What Is Customer Experience Management (CEM)?
Customer experience management (CEM) is a strategy that focuses the operations and processes of a business around the needs of the individual customer. Companies are focusing on the importance of the experience. Jeananne Rae says that companies are realizing that "building great consumer experiences is a complex enterprise, involving strategy, integration of technology, orchestrating business models, brand management and CEO commitment."
According to Bernd Schmitt, "the term 'customer experience management' represents the discipline, methodology and/or process used to comprehensively manage a customer's cross-channel exposure, interaction and transaction with a company, product, brand or service."
The goal of customer experience management is to move customers from satisfied to loyal and then from loyal to advocate.
In-N-Out Burger
University Tower in Irvine, next to the University of California. This office building is home to the corporate headquarters of In-N-Out Burger. The In-N-Out restaurant chain has developed a highly loyal customer base and has been rated as one of the top fast food restaurants in several customer satisfaction surveys.
Customer experience solutions provide strategies, process models, and information technology to design, manage, and optimize the end-to-end customer experience process.
Why Isn't Customer Relationship Management Enough?
Traditionally, managing the customer relationship has been the domain of customer relationship management (CRM). However, CRM strategies and solutions are designed to focus on product, price, and enterprise process, with minimal or no focus on customer need and desire.
The result is a sharp mismatch between the organization's approach to customer expectations and what customers actually want, resulting in the failure of many CRM implementations.

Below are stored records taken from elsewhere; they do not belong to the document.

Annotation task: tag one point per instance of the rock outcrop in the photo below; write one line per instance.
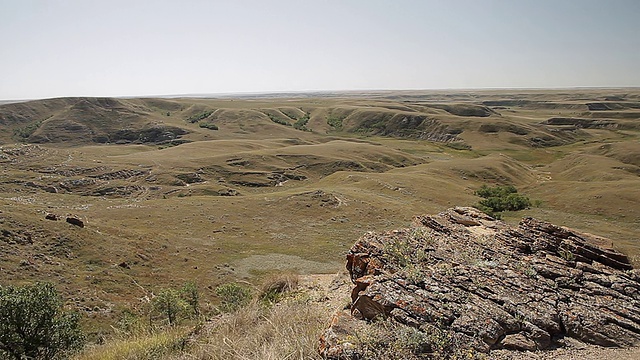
(485, 285)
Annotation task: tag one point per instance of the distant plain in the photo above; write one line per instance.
(217, 190)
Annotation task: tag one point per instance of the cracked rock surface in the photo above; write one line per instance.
(491, 286)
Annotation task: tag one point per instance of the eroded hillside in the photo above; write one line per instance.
(215, 190)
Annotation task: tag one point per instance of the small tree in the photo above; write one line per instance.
(33, 324)
(233, 296)
(192, 297)
(501, 198)
(169, 303)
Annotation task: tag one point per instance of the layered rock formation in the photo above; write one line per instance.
(485, 285)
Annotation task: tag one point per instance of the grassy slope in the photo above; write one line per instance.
(169, 224)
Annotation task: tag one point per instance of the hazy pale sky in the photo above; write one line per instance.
(52, 48)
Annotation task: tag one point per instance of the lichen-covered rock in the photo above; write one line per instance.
(492, 286)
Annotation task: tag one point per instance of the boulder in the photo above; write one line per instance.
(490, 286)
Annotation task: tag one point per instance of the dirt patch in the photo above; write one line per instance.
(281, 262)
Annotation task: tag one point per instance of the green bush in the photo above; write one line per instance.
(301, 124)
(278, 120)
(233, 296)
(200, 116)
(208, 125)
(168, 303)
(335, 122)
(501, 198)
(33, 324)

Where CRM is enterprise-focused and designed to manage customers for maximum efficiency, CEM is a strategy that focuses the operations and processes of a business around the needs of the individual customer.
Companies are focusing on the importance of the experience and, as Jeananne Rae notes, realizing that "building great consumer experiences is a complex enterprise, involving strategy, integration of technology, orchestrating business models, brand management and CEO commitment" (2006).